Discharge of the debtor on the request of the decree-holder
Where the decree-holder applied for execution of his decree after the release of the judgment-debtor on the request of the decree holder, he was met by the objection that an adjustment had taken place. The matter was the subject of inquiry because it was a proceeding taken out of Court. The High Court, however, held that the decree-holder was bound to state why he applied to have debtor discharged and that if no adequate reasons were shown must be taken to have had his decree satisfied[lxi].

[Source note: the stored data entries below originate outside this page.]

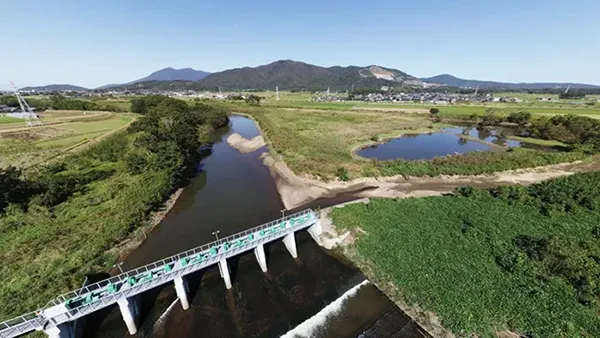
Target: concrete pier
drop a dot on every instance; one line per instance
(64, 330)
(129, 312)
(315, 232)
(259, 252)
(225, 273)
(182, 290)
(290, 243)
(63, 317)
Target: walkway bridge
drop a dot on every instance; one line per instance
(56, 319)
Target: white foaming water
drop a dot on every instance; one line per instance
(307, 328)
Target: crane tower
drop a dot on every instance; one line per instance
(26, 113)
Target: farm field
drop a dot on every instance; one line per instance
(8, 119)
(321, 143)
(62, 132)
(512, 259)
(530, 104)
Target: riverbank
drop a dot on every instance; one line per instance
(129, 245)
(485, 263)
(342, 240)
(77, 216)
(296, 190)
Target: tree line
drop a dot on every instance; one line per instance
(60, 102)
(166, 138)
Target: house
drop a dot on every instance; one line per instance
(6, 109)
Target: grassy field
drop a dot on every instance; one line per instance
(320, 142)
(61, 133)
(518, 259)
(66, 219)
(548, 143)
(8, 119)
(530, 104)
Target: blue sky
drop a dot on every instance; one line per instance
(95, 43)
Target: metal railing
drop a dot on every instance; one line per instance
(37, 320)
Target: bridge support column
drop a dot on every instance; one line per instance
(259, 252)
(182, 289)
(225, 273)
(129, 312)
(315, 232)
(290, 243)
(64, 330)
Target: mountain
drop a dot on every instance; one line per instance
(167, 74)
(453, 81)
(55, 88)
(170, 74)
(288, 74)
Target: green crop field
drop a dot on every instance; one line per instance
(516, 258)
(8, 119)
(28, 146)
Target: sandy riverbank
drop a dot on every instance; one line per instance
(244, 145)
(296, 190)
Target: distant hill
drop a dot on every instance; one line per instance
(288, 74)
(166, 74)
(170, 74)
(453, 81)
(54, 88)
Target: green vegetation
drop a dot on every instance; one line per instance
(548, 143)
(59, 102)
(320, 142)
(60, 222)
(8, 119)
(475, 163)
(30, 146)
(524, 259)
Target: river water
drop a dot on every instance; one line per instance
(315, 295)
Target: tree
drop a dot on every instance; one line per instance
(520, 118)
(253, 100)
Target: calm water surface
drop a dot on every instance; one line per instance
(235, 192)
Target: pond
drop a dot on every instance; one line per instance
(422, 147)
(495, 136)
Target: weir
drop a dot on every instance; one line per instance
(56, 319)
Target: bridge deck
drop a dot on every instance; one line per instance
(93, 297)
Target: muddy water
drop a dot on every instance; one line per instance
(235, 192)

The immunity of judgment-debtor from a second arrest depends not only upon his having been arrested, but also upon his having been detained in jail under the arrest. Thus, where the judgment-debtor, while acting as pleader in Court, was arrested and discharged on the ground that he was exempt from arrest under S. 642 of the Code of Civil Procedure (now S. 135), it was held that he was liable to be re-arrested in execution of the same decree against him[lxii]. Similarly, where a judgment-debtor was arrested, but was liberated without having been sent to jail, owing to non-payment of subsistence money, it was held that he was liable to be re-arrested in execution of the same decree[lxiii]. Sub-section (2) refers to release from detention in jail and not to release from detention in the Courthouse[lxiv].
Interim protection order
A is arrested and committed to jail in execution of a decree against him. While in jail he files his petition in insolvency, and obtains an interim protection order for one week, and is thereupon released from jail. He then applies for a further protection order, but his application is refused. Is A liable to be re-arrested in execution of the same decree? The Calcutta High Court has held that he is not liable to be re-arrested, on the ground that a judgment debtor was once discharged from jail, cannot be arrested a second time in execution of the same decree[lxv]. On the other hand, the High Court of Bombay has held that A is liable to be re-arrested, as only cases in which a judgment-debtor is exempt from re-arrest are those specified in this section and that release under an interim protection order is not one of them[lxvi].
Contempt of Court
This section does not apply to cases of imprisonment for contempt of Court[lxvii].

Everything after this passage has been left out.